Limits of the Formal Integrals of Motion
George Contopoulos, Athanasios C. Tzemos, Foivos Zanias
TL;DR
The paper investigates the limits of formal (asymptotic) integrals of motion for a two-degree-of-freedom Hamiltonian with a cubic perturbation, contrasting irrational and resonant frequency ratios. For irrational ratios, a recursive construction yields a non-singular formal integral $\Phi$, while in rational (resonant) cases some divisors vanish, producing secular terms that must be canceled via zero-order integral refinements and coefficients $c_1,c_2,c_3$; the authors work out explicit forms for resonances $4/1$, $5/1$, $3/2$, and $4/3$ and analyze special low-order cases $3/1$, $2/1$, and $1/1$. The study shows that, despite elaborate cancellation schemes, strong perturbations typically lead to chaos through resonance overlap, limiting the applicability of the formal integral; however, in some regimes, especially near specific resonances or with symmetry ($\beta=\gamma=0$), invariant curves can still be well approximated and the dynamics resemble generalized Lissajous figures. The results illuminate when a third integral is meaningful in Galactic Dynamics and related nonlinear systems, and they relate to foundational work by Nekhoroshev, Moser, and Contopoulos on resonant structures and chaotic behavior.
Abstract
We consider a formal (approximate) integral of motion in Hamiltonians of the form $H=\frac{1}{2}(X^2+Y^2+ω_1^2x^2+ω_2^2y^2)+ε(ηxy^2+αx^3+βx^2y+γy^3)$ generalizing previous cases with $β=γ=0$. First we give the general form of this integral when $ω_1/ω_2$ is irrational and then we consider the case of commensurable frequencies.
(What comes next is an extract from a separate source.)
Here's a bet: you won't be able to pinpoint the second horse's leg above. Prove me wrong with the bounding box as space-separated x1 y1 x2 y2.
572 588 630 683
In particular we study the integrals for the resonances $ω_1/ω_2=4/1, 5/1, 3/2, 4/3, 3/1$ and $2/1$. We also calculate the invariant curves and the orbits in the cases $ω_1/ω_2=2/1$ and $1/1$ (with $β=γ=0$) and we compare the exact-numerical and the theoretical results predicted by the formal integral when $βγ\neq0$. In the special case $ω_1/ω_2=1/1$ we find an integral when $β=γ=0$ and $ηα\neq0$ or $η=α=0$ and $βγ\neq 0$, but this is not possible when $ηαβγ\neq 0$. However, we find that the invariant curves and the orbits can be approximated by a non-resonant integral with $ω_1/ω_2=5\sqrt{2}/7=1.010\dots$.